Les combats qui ont opposé, pendant près d'une semaine, les rebelles de l'AFC/M23 aux combattants wazalendo dans le sud du territoire de Masisi, au Nord-Kivu, ont laissé place à un calme précaire dans plusieurs villages. Les affrontements, déclenchés le vendredi 24 juillet, ont profondément perturbé la vie des populations civiles et provoqué d'importants déplacements.
Selon plusieurs sources locales, les échanges de tirs à l'arme lourde et légère se sont concentrés dans les groupements de Kibabi I, Kibabi II et Ufamandu I, où les deux camps se sont disputés le contrôle de certaines positions stratégiques.
Dans le groupement Ufamandu I, en chefferie des Bahunde, les habitants des villages de Kasoko, Mushebere et des localités environnantes ont été contraints d'abandonner leurs habitations pour se mettre à l'abri des combats. La même situation a été observée dans les groupements de Kibabi I, en chefferie des Bahunde, et de Kibabi II, situé dans le secteur de Katoyi, où les affrontements ont atteint une forte intensité.

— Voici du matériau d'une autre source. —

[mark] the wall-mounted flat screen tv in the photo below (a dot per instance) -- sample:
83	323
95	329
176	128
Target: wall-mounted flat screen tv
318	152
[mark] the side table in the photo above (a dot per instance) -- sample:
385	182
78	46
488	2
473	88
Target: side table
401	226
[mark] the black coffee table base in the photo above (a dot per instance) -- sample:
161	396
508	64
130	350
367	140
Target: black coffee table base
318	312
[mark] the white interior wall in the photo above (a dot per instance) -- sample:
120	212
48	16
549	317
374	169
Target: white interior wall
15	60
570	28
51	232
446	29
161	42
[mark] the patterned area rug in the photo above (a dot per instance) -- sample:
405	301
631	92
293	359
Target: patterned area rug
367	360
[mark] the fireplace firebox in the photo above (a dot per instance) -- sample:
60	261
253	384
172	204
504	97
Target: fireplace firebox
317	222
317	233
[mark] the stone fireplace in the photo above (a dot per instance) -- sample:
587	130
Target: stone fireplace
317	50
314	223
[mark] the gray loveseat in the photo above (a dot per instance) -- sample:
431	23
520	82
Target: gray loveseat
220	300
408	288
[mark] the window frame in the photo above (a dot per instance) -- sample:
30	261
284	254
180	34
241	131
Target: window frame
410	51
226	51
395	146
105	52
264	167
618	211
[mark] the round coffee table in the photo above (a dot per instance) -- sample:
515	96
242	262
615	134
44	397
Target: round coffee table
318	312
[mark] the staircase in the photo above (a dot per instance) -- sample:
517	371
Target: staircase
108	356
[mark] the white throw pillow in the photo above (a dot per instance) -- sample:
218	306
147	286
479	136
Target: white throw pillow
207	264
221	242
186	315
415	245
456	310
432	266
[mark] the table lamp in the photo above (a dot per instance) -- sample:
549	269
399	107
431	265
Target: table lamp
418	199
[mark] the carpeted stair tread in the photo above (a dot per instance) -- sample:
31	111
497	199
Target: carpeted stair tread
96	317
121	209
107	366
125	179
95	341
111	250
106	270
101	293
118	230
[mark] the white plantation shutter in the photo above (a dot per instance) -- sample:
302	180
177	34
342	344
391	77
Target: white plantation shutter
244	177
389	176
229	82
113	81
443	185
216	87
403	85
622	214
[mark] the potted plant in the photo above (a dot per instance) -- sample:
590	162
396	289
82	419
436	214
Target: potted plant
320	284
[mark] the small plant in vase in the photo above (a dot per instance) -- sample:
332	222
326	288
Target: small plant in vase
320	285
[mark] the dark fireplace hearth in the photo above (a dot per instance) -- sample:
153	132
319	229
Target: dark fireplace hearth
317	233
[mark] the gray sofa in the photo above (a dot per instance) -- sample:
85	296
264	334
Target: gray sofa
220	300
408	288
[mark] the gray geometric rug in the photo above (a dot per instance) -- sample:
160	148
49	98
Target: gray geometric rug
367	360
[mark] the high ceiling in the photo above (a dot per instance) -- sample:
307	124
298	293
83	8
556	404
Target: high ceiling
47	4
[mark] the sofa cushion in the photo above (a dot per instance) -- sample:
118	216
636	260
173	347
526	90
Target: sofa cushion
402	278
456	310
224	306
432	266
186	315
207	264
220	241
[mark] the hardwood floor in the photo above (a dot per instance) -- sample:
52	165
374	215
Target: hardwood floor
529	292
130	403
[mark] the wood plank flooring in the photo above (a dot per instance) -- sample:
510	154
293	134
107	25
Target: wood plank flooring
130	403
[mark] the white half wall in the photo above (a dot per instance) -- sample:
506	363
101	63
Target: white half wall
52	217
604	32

Face à cette détérioration de la situation sécuritaire, de nombreuses familles ont fui vers des zones jugées plus sûres. La majorité des déplacés a trouvé refuge dans la cité de Ngungu, où elles espèrent pouvoir bénéficier d'une meilleure protection en attendant une amélioration de la situation.
Bien qu'un calme relatif soit actuellement observé dans les zones touchées, les habitants restent dans l'incertitude, redoutant une reprise des hostilités.